My dad swears by Swamp People and Duck Dynasty. I will check this out since Vikings are awesome.


----------



## AlexanderKira (Mar 20, 2013)

I am quite enjoying Vikings, but I do believe it is trying to do a little bit of Game of Thrones (With the whole intrigue, backstabbing thing with the Earl). I enjoy Ragnar's brother Rollo, it does seem like they are trying to make him seem like the bad guy, with the whole rape stuff, and the hitting on his brother's wife. But it was part of Viking culture, rape and all that. I just don't get why the Earl is out to get everyone.


----------



## Telcontar (Mar 21, 2013)

Definitely interested in checking this out at some point. I'm hoping it'll end up on Netflix. Anyone know how they're doing for historical veracity? (Or at least... legend veracity?)


----------



## Benjamin Clayborne (Mar 21, 2013)

_Vikings_ is on my "maybe" list. Which means I'm content to wait for a couple of seasons and see if it ends up being worth going back to consume, or if I can safely ignore it. I've got way too much to do to spend a lot of time watching TV (we don't even have cable), so I really cherry-pick what I'm going to watch.
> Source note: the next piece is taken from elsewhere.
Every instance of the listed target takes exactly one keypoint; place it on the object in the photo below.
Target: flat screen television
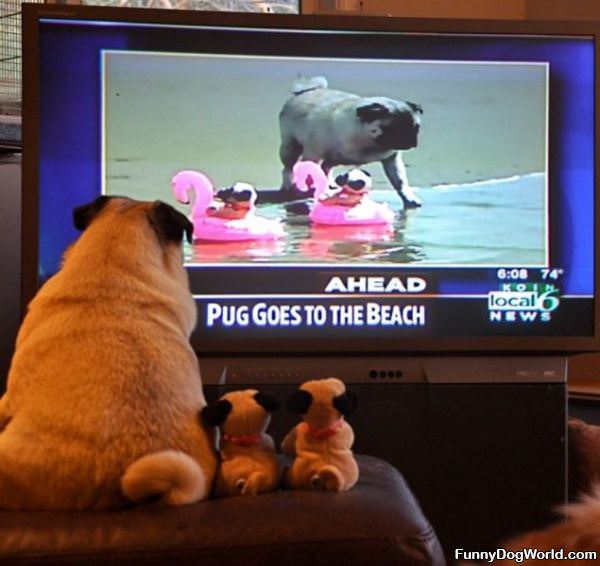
(479, 138)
If _Vikings_ ends up getting rave reviews later on (one of those series which starts out decent and develops into something amazing) I'll definitely check it out.


----------



## Ophiucha (Mar 22, 2013)

In terms of legend/history, it's definitely not aiming for rigid accuracy, but it's not horned helmets levels of artistic license. It romanticizes a few elements of the history and shies away from touchier topics, though only in the 'this has to be allowed on our channel' kind of way, but it doesn't feel like it's just set in some strange pseudo!Norway like most of the old Viking action movies were. The myths of Ragnar Lodbrok as a person/character are limited enough that they aren't taking too many liberties _yet_, but I'll be interested to see how things go given which characters are popular and where in the timeline they decided to start the series.


----------



## Ophiucha (Jan 31, 2014)

Resurrecting this thread because we're a few weeks away (February 27th) from the season 2 premier. A lot of great shows this upcoming season - between _Game of Thrones_ and _Hannibal_, I don't know if I'll find the time to watch this until the summer, but the trailer looks promising and I did really enjoy the first season despite some iffy choices in the finale.


----------



## TrustMeImRudy (Feb 6, 2014)

FLOKI NO!

I loved the show. As for the trailer...why is the battle shirts versus skins xD


----------



## SM-Dreamer (Mar 16, 2014)

Wife and I are very much enjoying this series, I like most of the characters. Am thinking Ragnar is acting the idiot regarding his women, but ah well.


----------